The Czech government, which holds the rotating presidency of the European Union, collapsed today when four coalition MPs joined the opposition in voting "no-confidence" in the government.

For 26 months the three-party governing coalition lived on a knife's edge with either a razor-thin majority in parliament, or otherwise cobbling together the necessary votes from a handful of independent MPs in order to advance its agenda. But today Prime Minister Mirek Topolanek's wheeling-and-dealing couldn't save him.

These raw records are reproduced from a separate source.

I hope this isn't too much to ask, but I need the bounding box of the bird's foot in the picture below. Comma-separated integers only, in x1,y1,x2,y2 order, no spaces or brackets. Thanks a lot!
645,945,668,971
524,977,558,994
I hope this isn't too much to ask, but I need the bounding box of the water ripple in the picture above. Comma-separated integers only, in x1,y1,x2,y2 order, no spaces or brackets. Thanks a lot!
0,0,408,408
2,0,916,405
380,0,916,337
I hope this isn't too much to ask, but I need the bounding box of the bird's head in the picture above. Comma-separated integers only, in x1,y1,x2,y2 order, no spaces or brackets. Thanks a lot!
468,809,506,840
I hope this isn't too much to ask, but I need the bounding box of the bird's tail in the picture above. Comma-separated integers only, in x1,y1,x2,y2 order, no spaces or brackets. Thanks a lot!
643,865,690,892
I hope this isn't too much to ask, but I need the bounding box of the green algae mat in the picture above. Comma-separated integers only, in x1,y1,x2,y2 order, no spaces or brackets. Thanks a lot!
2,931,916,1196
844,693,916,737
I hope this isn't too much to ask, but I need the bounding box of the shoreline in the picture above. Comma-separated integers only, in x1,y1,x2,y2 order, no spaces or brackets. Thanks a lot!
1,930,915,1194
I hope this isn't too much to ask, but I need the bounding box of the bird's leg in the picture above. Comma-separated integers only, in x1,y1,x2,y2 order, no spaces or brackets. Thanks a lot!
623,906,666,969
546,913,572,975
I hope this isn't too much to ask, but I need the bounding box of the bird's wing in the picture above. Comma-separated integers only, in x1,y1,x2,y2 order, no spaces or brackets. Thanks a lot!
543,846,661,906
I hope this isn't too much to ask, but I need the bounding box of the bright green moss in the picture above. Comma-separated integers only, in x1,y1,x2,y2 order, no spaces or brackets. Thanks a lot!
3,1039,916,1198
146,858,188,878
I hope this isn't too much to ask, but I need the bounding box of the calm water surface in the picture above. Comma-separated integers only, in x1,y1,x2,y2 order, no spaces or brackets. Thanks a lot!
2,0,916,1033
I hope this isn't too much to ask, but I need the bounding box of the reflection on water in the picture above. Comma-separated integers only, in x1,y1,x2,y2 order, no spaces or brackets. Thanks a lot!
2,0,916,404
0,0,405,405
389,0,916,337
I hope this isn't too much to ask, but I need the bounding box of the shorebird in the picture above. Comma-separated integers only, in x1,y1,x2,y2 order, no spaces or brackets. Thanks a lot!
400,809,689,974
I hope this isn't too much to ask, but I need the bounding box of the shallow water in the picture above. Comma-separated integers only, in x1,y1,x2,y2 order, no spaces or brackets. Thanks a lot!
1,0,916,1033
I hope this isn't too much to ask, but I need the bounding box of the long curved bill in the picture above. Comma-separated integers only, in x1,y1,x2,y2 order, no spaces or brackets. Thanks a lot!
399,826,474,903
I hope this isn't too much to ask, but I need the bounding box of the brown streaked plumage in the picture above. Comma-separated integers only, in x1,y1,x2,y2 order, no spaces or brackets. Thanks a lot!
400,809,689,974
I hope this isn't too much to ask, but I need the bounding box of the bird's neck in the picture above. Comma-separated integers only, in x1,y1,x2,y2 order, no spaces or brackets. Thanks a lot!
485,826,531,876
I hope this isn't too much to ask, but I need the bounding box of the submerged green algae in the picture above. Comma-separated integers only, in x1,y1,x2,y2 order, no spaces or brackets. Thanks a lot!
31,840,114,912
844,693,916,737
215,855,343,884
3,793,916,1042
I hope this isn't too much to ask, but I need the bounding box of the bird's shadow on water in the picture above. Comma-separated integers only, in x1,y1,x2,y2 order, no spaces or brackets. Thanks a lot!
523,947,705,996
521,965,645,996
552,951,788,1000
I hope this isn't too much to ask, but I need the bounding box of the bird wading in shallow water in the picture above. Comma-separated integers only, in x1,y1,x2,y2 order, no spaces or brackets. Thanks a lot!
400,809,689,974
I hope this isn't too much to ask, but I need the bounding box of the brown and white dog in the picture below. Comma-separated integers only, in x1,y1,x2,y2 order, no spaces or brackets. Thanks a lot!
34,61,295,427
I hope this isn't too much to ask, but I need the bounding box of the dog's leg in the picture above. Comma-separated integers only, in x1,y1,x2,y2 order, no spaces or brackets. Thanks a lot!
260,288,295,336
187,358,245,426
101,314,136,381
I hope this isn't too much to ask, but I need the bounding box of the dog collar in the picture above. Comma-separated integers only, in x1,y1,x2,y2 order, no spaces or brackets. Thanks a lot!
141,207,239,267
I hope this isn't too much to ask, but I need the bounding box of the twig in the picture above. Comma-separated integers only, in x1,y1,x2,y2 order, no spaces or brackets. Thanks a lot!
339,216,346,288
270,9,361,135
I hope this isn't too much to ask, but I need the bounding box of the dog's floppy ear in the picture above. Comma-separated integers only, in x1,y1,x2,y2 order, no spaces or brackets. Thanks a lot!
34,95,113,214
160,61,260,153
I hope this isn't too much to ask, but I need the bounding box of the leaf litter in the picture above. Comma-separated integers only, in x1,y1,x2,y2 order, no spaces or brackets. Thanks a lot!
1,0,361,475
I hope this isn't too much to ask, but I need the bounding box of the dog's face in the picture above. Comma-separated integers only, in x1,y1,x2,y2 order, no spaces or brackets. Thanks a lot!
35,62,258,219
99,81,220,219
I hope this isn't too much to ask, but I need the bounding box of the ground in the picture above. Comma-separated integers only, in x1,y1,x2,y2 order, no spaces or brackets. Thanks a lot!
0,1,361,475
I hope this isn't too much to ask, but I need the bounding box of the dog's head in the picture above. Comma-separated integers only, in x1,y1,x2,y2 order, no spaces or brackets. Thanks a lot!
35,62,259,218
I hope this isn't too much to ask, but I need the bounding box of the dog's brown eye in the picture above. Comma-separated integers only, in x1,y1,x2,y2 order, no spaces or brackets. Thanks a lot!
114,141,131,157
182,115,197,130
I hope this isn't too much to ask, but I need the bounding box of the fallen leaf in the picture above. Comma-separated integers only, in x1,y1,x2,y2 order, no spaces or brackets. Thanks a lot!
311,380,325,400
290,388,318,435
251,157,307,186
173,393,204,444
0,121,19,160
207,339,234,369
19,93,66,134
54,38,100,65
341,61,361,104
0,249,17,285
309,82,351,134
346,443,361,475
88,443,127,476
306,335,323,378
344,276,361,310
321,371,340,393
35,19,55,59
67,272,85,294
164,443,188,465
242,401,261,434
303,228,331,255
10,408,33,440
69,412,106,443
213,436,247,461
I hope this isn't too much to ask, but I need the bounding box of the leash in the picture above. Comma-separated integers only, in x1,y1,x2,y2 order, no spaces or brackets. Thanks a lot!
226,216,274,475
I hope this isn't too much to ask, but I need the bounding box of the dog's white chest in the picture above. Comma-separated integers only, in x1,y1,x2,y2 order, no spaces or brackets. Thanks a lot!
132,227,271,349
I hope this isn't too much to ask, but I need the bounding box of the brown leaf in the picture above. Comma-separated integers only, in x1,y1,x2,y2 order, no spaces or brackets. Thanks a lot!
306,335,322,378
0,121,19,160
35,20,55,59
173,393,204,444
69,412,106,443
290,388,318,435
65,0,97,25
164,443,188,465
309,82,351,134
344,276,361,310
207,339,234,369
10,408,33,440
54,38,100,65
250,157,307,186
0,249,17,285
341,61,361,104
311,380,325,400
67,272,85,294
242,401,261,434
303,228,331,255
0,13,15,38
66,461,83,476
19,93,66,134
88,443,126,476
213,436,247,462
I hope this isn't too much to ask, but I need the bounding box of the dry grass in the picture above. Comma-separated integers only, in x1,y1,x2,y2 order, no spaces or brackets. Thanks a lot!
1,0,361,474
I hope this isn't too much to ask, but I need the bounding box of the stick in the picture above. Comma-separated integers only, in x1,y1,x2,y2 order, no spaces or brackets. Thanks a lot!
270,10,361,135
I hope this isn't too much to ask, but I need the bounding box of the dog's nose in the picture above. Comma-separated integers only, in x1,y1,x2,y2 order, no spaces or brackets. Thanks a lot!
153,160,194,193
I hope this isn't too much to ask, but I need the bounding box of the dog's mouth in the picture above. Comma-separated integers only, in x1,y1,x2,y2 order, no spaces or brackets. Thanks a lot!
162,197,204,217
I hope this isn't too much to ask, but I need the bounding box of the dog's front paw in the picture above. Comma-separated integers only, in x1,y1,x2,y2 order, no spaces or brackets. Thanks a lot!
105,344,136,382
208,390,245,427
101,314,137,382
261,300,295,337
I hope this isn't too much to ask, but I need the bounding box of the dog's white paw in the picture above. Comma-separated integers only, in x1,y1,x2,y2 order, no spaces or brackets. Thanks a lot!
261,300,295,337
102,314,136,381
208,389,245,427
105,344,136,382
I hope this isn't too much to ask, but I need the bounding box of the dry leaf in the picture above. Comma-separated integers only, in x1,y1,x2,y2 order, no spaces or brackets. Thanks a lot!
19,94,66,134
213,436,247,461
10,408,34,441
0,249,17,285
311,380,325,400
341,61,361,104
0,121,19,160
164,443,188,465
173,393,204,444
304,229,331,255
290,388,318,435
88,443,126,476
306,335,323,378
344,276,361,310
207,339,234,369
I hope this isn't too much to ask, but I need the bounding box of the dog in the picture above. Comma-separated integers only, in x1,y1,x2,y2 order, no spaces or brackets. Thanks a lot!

The Civic Democratic Party has led the government despite deep fissures within the party. Nothing divided them more than a European Union reform plan known as the Lisbon Treaty. The Czech Republic is the only one of the EU's 27-member states not to have voted on the treaty. And it was something of an embarrassment that the country holding the EU presidency had not managed to ratify it.

The Green Party — always an odd fit in this right-of-center government — has been deeply divided over a number of issues, but none more so than U.S. plans for a missile defense base.

The strains in the two parties finally reached their boiling point today, and the government fell.

The coalition's demise will kick off an period of intense political horse trading, as both the prime minister and his counterpart — Social Democratic Party Chairman Jiri Paroubek — maneuver for politcal advantage.

Topolanek would like to have early parliamentary elections in June, while Paroubek wants elections in the fall. President Vaclav Klaus will have considerable influence over the political maneuvering, which could also lead to an apolitical caretaker government — either until early elections are held, or until the current mandate expires in June 2010.